Margaret Beckett has now published her inquest into what went wrong for Labour in 2015. It's sobering reading - the Tories share of the vote grew more than ours and we were comprehensively out-performed in most of the key marginal seats. The Beckett Report must be studied carefully by all of us committed to rebuilding a coalition that secures electoral victory again in 2020. Next week we'll begun those discussions at the Labour Party NEC.
The Beckett report indicates Labour did best in those seats made up of the most economically disadvantaged groups, diverse communities or among younger voters, and newly graduated, highly educated professionals. But such seats tend to be city constituencies in areas of London, Birmingham and Manchester, already considered 'safe' Labour seats. Some of very best results in 2015 were in such constituencies like Birmingham Hall Green, Walthamstow, Brent Central and my own Leicester South.

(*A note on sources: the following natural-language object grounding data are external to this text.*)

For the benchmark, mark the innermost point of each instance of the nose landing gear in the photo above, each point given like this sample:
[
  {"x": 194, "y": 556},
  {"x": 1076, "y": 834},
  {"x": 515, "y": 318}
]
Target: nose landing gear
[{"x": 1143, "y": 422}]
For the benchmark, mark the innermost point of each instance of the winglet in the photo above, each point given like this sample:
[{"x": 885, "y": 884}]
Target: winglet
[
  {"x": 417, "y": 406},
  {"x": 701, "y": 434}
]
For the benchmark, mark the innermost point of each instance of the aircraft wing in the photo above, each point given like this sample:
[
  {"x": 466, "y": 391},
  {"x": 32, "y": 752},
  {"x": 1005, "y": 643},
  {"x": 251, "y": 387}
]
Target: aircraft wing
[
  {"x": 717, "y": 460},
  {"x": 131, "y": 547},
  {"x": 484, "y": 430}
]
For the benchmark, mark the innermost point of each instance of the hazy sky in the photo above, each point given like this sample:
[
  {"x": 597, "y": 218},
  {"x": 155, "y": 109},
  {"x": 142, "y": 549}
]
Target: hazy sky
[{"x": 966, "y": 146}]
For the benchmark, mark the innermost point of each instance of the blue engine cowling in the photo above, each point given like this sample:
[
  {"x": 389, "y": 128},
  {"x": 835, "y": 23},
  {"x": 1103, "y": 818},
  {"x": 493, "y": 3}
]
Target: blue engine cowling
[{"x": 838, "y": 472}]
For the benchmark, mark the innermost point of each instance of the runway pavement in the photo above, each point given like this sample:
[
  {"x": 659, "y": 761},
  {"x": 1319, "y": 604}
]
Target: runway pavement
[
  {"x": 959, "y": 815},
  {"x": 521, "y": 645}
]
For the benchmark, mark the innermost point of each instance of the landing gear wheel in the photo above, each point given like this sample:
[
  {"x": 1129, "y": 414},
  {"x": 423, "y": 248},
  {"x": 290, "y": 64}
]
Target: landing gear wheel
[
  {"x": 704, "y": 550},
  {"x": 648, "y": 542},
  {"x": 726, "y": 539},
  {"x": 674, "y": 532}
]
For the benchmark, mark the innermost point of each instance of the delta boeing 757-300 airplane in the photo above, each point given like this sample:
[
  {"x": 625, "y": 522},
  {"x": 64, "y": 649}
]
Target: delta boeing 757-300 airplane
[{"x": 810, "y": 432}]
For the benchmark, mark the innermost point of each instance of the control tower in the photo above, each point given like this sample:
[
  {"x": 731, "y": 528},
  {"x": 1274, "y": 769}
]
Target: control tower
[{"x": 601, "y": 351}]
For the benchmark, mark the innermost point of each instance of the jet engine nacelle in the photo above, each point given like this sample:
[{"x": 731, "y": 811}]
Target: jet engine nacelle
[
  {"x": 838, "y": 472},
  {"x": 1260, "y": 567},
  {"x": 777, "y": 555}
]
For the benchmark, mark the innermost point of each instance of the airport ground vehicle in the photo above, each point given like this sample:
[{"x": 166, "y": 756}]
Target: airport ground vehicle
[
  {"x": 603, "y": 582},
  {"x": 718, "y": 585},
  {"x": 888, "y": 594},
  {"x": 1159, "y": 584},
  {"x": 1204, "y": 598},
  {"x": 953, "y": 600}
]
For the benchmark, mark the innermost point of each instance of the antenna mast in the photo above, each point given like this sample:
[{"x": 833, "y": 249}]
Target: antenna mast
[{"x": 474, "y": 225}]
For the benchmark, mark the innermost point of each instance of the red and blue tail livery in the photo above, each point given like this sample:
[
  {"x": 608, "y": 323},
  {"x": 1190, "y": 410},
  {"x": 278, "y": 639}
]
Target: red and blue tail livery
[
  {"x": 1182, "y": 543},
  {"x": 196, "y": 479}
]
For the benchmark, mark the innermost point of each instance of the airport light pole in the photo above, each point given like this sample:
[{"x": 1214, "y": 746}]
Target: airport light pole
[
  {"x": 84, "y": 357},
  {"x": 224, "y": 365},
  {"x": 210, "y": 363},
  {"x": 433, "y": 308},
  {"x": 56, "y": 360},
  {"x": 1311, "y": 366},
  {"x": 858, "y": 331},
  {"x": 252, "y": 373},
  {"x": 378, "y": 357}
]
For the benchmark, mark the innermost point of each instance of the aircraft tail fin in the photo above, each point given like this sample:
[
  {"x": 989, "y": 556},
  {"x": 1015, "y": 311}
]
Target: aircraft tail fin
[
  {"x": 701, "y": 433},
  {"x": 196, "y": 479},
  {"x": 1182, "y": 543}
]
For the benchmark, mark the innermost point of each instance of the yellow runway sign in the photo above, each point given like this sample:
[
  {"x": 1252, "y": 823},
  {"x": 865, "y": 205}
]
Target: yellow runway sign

Meanwhile if we look at what happened in the English towns and suburban areas that tend to characterise the Labour-Tory marginal we find a very different picture. Such seats are heavy in the mosaic groups that include older middle income households and working class families living in affordable housing in communities historically linked to manufacturing where Labour has performed well in the past. But not in 2015. Ukip ate badly into our vote share among these groups, which - combined with their appeal to poorer elderly people in England - led to us losing Labour seats like Plymouth Moorview and Telford to the Tories.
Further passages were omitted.